Nietzsche et la nuit

Étrange cette persistance têtue du souvenir. J’avais appris ma Troisième Symphonie de Gustav Mahler dans l’enregistrement de Charles Adler, stupeur et tremblement. J’en étais presque effrayé au point que je n’entendais jamais l’Erste Abteilung. Puis vint pour le Noël de mes quinze ans cette merveilleuse version dirigée par Bernard Haitink avec son cher Concertgebouw et Maureen Forrester. La stéréophonie somptueuse des ingénieurs de Philips dévoilait un tout autre paysage, mais c’est le geste ample, sans éclat inutile, la musique si naturellement irradiante qui changeaient radicalement le visage du Kräftig.
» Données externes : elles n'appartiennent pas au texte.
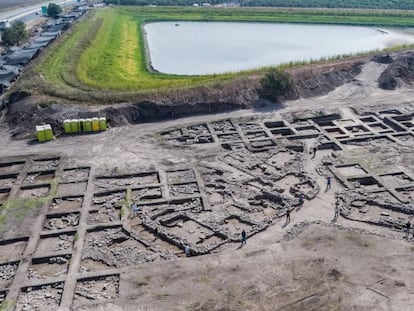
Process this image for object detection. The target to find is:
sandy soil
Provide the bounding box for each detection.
[0,61,414,310]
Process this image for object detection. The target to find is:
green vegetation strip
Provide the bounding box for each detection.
[32,7,414,95]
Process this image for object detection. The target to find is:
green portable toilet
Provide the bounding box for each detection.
[71,119,79,133]
[92,117,100,131]
[36,125,46,142]
[64,119,72,134]
[84,118,92,132]
[99,117,107,131]
[44,124,53,141]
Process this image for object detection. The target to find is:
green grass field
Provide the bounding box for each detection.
[28,6,414,101]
Plus de bataille, mais un immense chant de la nature et des passions, kaléidoscope d’impressions sonores ordonné sur une grande arche de sons.

Depuis, malgré Jascha Horenstein (Unikorn), Václav Neumann (Supraphon) ou Charles Adler lui-même, si je voulais rêver avec la Troisième Symphonie, Haitink était mon homme. Il est depuis revenu plusieurs fois ici, à Berlin, à Chicago, et même filmé au Concertgebouw en 1983 : le voir diriger avec tant de pudeur, quelle leçon. Mais je restais toujours dans le souvenir et la fréquentation de sa gravure princeps.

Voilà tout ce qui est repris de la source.